Como foi feita a coleta de dados:

As vias de escalada e boulders

Para o diagnóstico sobre as vias de escalada e áreas de boulders na Cidade, foram feitas interlocuções com autores de guias de escalada e escaladores locais, bem como um levantamento bibliográfico nos próprios guias de escalada impressos e online, listagens na internet. Foram consultados os seguintes guias impressos: 

  • Assaife, André Costa e Silva, Monique das Neves. Guia de escaladas do Grajau. Rio de Janeiro: edição dos autores, 2015.
  • Daflon, Flavio e Queiroz, Delson. Guia de escaladas da Urca. 6a edição. Rio de Janeiro: Companhia da Escalada, 2019
  • Daflon, Flavio e Queiroz, Delson. Guia da Floresta. Escaladas no maciço da Tijuca. 2a edição. Rio de Janeiro: Companhia da Escalada, 2012.
  • França, Cláudio e dos Anjos, Flavia. Guia de escaladas de Jacarepaguá. No prelo.
  • Halls, Matt. Croqui. Bosque escocês. 2013.  
  • Ilha, André. Guia de escaladas de Guaratiba. Rio de Janeiro, RJ. 2a edição. Rio de Janeiro: Companhia da Escalada, 2019.
  • Ilha, André e Bradford, Kika. Guia de escaladas da Zona Sul e ilhas costeiras do Rio de Janeiro. 2a edição. No prelo. 
  • Rio Boulder Fest. Croquis de boulders do Grajaú. 2016.

Com base na Participação Pública em Sistemas de Informação Geográfica (PPGIS) para mapear e analisar a visitação em áreas naturais, foram realizadas também interlocuções e coletas de dados atualizados com escaladores locais de áreas onde os guias estão no prelo (Jacarepaguá) ou estão desatualizados, bem como áreas onde não são cobertas por guias, como por exemplo o Complexo do Alemão. 

As unidades de conservação

Os dados georeferenciados foram obtidos no Cadastro Nacional de Unidades de Conservação (acesso: 10 de novembro de 2017). Os dados encontram-se em Sistema de Coordenadas Geográficas, South American Datum 1969 (SAD1969). Complementariamente, esses dados foram correlacionados com os enviados pelo Mosaico Carioca de Áreas Protegidas que incluíam os limites de unidades de conservação no município do Rio de Janeiro.

O status das propriedades

Foi consultada a base da dados da Prefeitura da Cidade do Rio de Janeiro referente aos próprios municipais, bem como dados geoespacializados disponibilizados no Portal Geo do Parque Nacional da Tijuca (acesso: 1 de dezembro de 2017).

No caso de parques não foram consideradas as áreas que ainda não foram desapropriadas e todas as áreas dessas unidades foram consideradas públicas.

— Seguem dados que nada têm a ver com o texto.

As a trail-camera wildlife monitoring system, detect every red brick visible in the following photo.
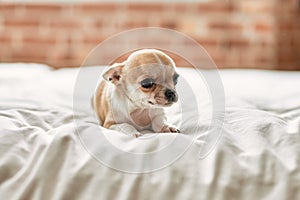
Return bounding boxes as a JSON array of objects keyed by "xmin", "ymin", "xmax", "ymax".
[
  {"xmin": 198, "ymin": 1, "xmax": 234, "ymax": 14},
  {"xmin": 74, "ymin": 2, "xmax": 120, "ymax": 13},
  {"xmin": 126, "ymin": 3, "xmax": 167, "ymax": 12},
  {"xmin": 23, "ymin": 32, "xmax": 57, "ymax": 45},
  {"xmin": 4, "ymin": 18, "xmax": 40, "ymax": 28},
  {"xmin": 254, "ymin": 22, "xmax": 274, "ymax": 32},
  {"xmin": 24, "ymin": 3, "xmax": 63, "ymax": 13},
  {"xmin": 208, "ymin": 21, "xmax": 243, "ymax": 30},
  {"xmin": 0, "ymin": 32, "xmax": 11, "ymax": 45}
]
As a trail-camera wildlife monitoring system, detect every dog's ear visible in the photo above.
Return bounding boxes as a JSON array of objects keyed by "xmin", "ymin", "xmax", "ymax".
[{"xmin": 103, "ymin": 63, "xmax": 124, "ymax": 84}]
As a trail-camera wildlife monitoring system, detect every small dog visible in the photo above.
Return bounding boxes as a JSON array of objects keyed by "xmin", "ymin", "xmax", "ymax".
[{"xmin": 92, "ymin": 49, "xmax": 180, "ymax": 137}]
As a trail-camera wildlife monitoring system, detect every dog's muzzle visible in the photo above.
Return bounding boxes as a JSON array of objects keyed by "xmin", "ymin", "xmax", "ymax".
[{"xmin": 165, "ymin": 89, "xmax": 178, "ymax": 102}]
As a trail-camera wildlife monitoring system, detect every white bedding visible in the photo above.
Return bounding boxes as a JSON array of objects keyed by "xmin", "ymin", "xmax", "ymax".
[{"xmin": 0, "ymin": 64, "xmax": 300, "ymax": 200}]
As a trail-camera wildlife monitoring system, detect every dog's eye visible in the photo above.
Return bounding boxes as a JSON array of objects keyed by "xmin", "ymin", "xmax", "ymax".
[
  {"xmin": 173, "ymin": 74, "xmax": 179, "ymax": 85},
  {"xmin": 141, "ymin": 78, "xmax": 155, "ymax": 88}
]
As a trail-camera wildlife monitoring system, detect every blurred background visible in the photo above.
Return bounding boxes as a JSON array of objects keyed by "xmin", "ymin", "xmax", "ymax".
[{"xmin": 0, "ymin": 0, "xmax": 300, "ymax": 70}]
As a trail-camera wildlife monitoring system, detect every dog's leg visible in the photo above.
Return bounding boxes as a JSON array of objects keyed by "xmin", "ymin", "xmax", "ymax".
[
  {"xmin": 109, "ymin": 123, "xmax": 142, "ymax": 137},
  {"xmin": 150, "ymin": 109, "xmax": 180, "ymax": 133}
]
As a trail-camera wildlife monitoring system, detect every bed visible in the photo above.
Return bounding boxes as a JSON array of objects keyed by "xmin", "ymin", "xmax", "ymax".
[{"xmin": 0, "ymin": 63, "xmax": 300, "ymax": 200}]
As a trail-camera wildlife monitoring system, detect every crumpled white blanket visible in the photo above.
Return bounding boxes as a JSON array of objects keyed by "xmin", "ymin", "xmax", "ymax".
[{"xmin": 0, "ymin": 64, "xmax": 300, "ymax": 200}]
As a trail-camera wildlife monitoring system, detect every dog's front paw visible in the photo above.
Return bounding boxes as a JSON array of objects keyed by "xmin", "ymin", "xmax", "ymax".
[
  {"xmin": 134, "ymin": 132, "xmax": 143, "ymax": 138},
  {"xmin": 161, "ymin": 125, "xmax": 180, "ymax": 133}
]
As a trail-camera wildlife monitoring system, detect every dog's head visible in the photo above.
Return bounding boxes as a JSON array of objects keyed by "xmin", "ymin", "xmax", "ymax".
[{"xmin": 103, "ymin": 49, "xmax": 179, "ymax": 107}]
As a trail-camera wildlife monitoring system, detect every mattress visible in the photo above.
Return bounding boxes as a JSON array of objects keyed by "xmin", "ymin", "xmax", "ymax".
[{"xmin": 0, "ymin": 63, "xmax": 300, "ymax": 200}]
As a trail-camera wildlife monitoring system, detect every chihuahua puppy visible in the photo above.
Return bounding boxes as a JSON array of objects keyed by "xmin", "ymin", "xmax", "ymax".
[{"xmin": 93, "ymin": 49, "xmax": 180, "ymax": 137}]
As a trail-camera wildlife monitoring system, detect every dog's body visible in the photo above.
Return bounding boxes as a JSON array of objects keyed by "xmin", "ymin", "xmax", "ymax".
[{"xmin": 93, "ymin": 49, "xmax": 179, "ymax": 136}]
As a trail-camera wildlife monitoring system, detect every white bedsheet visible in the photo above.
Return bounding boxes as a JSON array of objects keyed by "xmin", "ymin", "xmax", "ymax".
[{"xmin": 0, "ymin": 64, "xmax": 300, "ymax": 200}]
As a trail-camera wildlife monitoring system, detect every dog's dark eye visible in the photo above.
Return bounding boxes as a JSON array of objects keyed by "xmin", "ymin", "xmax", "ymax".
[
  {"xmin": 173, "ymin": 74, "xmax": 179, "ymax": 85},
  {"xmin": 141, "ymin": 78, "xmax": 155, "ymax": 88}
]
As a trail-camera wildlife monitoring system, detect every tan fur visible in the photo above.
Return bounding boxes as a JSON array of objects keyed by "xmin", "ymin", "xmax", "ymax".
[
  {"xmin": 94, "ymin": 81, "xmax": 115, "ymax": 128},
  {"xmin": 93, "ymin": 49, "xmax": 179, "ymax": 136}
]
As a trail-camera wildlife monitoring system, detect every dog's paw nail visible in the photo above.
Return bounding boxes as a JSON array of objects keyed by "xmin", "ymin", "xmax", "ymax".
[
  {"xmin": 161, "ymin": 126, "xmax": 180, "ymax": 133},
  {"xmin": 134, "ymin": 133, "xmax": 143, "ymax": 138}
]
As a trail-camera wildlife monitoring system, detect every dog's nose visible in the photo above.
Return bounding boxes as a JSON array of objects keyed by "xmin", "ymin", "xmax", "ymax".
[{"xmin": 165, "ymin": 89, "xmax": 177, "ymax": 102}]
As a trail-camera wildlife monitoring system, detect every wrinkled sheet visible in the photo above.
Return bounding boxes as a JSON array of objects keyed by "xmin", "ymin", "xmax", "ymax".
[{"xmin": 0, "ymin": 64, "xmax": 300, "ymax": 200}]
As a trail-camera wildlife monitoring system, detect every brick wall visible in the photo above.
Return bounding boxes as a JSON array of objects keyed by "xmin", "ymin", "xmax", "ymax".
[{"xmin": 0, "ymin": 0, "xmax": 300, "ymax": 69}]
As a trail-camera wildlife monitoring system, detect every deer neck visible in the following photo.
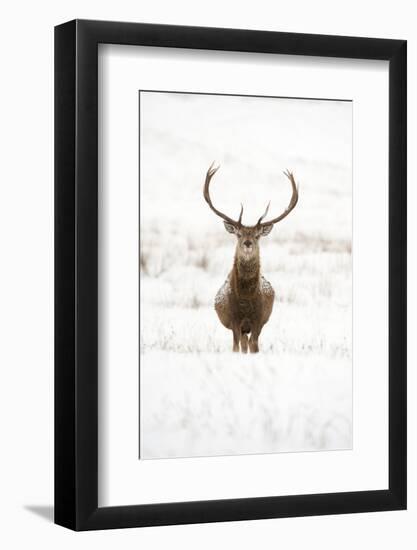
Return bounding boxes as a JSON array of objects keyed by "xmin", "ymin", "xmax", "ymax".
[{"xmin": 233, "ymin": 252, "xmax": 261, "ymax": 294}]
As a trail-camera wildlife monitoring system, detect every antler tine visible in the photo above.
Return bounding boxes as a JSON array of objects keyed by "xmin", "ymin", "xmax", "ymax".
[
  {"xmin": 203, "ymin": 162, "xmax": 243, "ymax": 227},
  {"xmin": 257, "ymin": 169, "xmax": 298, "ymax": 227}
]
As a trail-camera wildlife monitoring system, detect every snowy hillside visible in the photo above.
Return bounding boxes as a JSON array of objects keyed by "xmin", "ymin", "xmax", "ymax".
[{"xmin": 140, "ymin": 92, "xmax": 352, "ymax": 458}]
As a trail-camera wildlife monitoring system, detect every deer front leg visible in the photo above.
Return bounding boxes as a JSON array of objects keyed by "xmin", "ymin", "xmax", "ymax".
[{"xmin": 240, "ymin": 334, "xmax": 249, "ymax": 353}]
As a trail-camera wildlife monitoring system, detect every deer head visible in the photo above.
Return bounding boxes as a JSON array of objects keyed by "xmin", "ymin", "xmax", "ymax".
[{"xmin": 203, "ymin": 164, "xmax": 298, "ymax": 259}]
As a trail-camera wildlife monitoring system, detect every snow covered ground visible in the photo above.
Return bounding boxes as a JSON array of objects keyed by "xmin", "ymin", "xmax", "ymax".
[{"xmin": 140, "ymin": 92, "xmax": 352, "ymax": 458}]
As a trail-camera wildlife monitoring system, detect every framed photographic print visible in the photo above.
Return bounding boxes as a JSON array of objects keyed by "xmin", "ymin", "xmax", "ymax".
[{"xmin": 55, "ymin": 20, "xmax": 406, "ymax": 530}]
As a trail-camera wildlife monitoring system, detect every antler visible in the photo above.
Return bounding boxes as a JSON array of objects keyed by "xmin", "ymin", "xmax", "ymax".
[
  {"xmin": 256, "ymin": 170, "xmax": 298, "ymax": 227},
  {"xmin": 203, "ymin": 162, "xmax": 243, "ymax": 227}
]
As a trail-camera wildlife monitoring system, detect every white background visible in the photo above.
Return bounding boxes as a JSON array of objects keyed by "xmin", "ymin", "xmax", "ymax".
[
  {"xmin": 99, "ymin": 46, "xmax": 388, "ymax": 506},
  {"xmin": 0, "ymin": 0, "xmax": 417, "ymax": 549}
]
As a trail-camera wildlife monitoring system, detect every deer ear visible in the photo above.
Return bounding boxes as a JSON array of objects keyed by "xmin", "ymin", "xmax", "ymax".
[
  {"xmin": 261, "ymin": 223, "xmax": 274, "ymax": 237},
  {"xmin": 223, "ymin": 222, "xmax": 236, "ymax": 233}
]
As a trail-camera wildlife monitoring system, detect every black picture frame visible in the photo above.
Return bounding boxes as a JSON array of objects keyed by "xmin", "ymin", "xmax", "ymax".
[{"xmin": 55, "ymin": 20, "xmax": 407, "ymax": 531}]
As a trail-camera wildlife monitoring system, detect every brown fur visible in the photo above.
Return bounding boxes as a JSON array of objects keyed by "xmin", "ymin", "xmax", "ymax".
[{"xmin": 215, "ymin": 228, "xmax": 275, "ymax": 353}]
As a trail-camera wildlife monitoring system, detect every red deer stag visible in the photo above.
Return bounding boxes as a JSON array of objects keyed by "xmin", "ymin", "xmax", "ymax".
[{"xmin": 203, "ymin": 164, "xmax": 298, "ymax": 353}]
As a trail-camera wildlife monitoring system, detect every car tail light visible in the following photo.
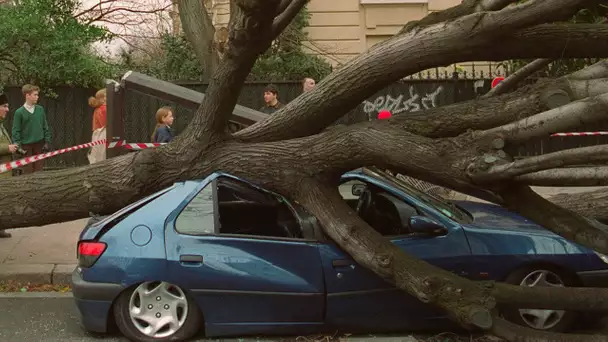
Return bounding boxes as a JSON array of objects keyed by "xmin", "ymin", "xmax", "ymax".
[{"xmin": 78, "ymin": 241, "xmax": 107, "ymax": 267}]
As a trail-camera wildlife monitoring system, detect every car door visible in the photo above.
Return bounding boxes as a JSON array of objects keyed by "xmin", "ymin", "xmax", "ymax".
[
  {"xmin": 320, "ymin": 178, "xmax": 470, "ymax": 331},
  {"xmin": 166, "ymin": 174, "xmax": 325, "ymax": 335}
]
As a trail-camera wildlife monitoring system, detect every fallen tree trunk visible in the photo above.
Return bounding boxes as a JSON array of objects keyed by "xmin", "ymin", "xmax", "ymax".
[{"xmin": 0, "ymin": 0, "xmax": 608, "ymax": 340}]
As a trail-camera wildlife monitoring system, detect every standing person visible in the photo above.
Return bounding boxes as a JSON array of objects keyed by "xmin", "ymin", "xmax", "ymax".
[
  {"xmin": 87, "ymin": 88, "xmax": 106, "ymax": 164},
  {"xmin": 0, "ymin": 94, "xmax": 17, "ymax": 239},
  {"xmin": 302, "ymin": 77, "xmax": 317, "ymax": 93},
  {"xmin": 260, "ymin": 84, "xmax": 285, "ymax": 114},
  {"xmin": 13, "ymin": 84, "xmax": 52, "ymax": 174},
  {"xmin": 152, "ymin": 106, "xmax": 174, "ymax": 143}
]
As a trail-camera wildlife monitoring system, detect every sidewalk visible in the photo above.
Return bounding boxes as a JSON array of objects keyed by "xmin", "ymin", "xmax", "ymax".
[{"xmin": 0, "ymin": 219, "xmax": 87, "ymax": 284}]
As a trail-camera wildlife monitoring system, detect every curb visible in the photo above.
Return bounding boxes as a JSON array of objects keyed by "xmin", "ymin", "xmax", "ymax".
[{"xmin": 0, "ymin": 264, "xmax": 76, "ymax": 285}]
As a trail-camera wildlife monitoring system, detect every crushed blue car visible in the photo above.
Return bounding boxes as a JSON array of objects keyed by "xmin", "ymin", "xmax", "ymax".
[{"xmin": 72, "ymin": 168, "xmax": 608, "ymax": 341}]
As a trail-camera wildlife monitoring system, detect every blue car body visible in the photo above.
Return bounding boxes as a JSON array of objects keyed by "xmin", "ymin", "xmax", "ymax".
[{"xmin": 72, "ymin": 169, "xmax": 608, "ymax": 336}]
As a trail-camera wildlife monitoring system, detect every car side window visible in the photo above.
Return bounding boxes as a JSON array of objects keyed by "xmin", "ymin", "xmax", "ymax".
[
  {"xmin": 175, "ymin": 177, "xmax": 303, "ymax": 239},
  {"xmin": 175, "ymin": 182, "xmax": 215, "ymax": 235},
  {"xmin": 217, "ymin": 177, "xmax": 303, "ymax": 238},
  {"xmin": 339, "ymin": 179, "xmax": 418, "ymax": 236}
]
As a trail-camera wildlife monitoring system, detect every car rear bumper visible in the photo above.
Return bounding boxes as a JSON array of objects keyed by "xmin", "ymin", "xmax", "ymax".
[
  {"xmin": 577, "ymin": 269, "xmax": 608, "ymax": 287},
  {"xmin": 72, "ymin": 268, "xmax": 124, "ymax": 333}
]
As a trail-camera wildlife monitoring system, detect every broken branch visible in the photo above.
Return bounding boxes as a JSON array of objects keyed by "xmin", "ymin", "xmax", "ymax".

No caso de APAs, como incluem terras públicas e privadas, não foi possível identificar o status da terra na maioria das áreas. Por isso, optou-se por analisar a gestão da área em vez do status da propriedade em si.  

Situação de acesso 

Foram consultados: o website da FEMERJ, escaladores locais e regras de unidades de conservação.

Sobre o mapeamento 

Todos arquivos das áreas de unidades de conservação foram incorporados ao Google Earth, onde também foram identificadas as áreas de escalada na Cidade de acordo com a coleta de dados.

O resultado foi condensado no infográfico: Mapeamento Escalada Rio de Janeiro.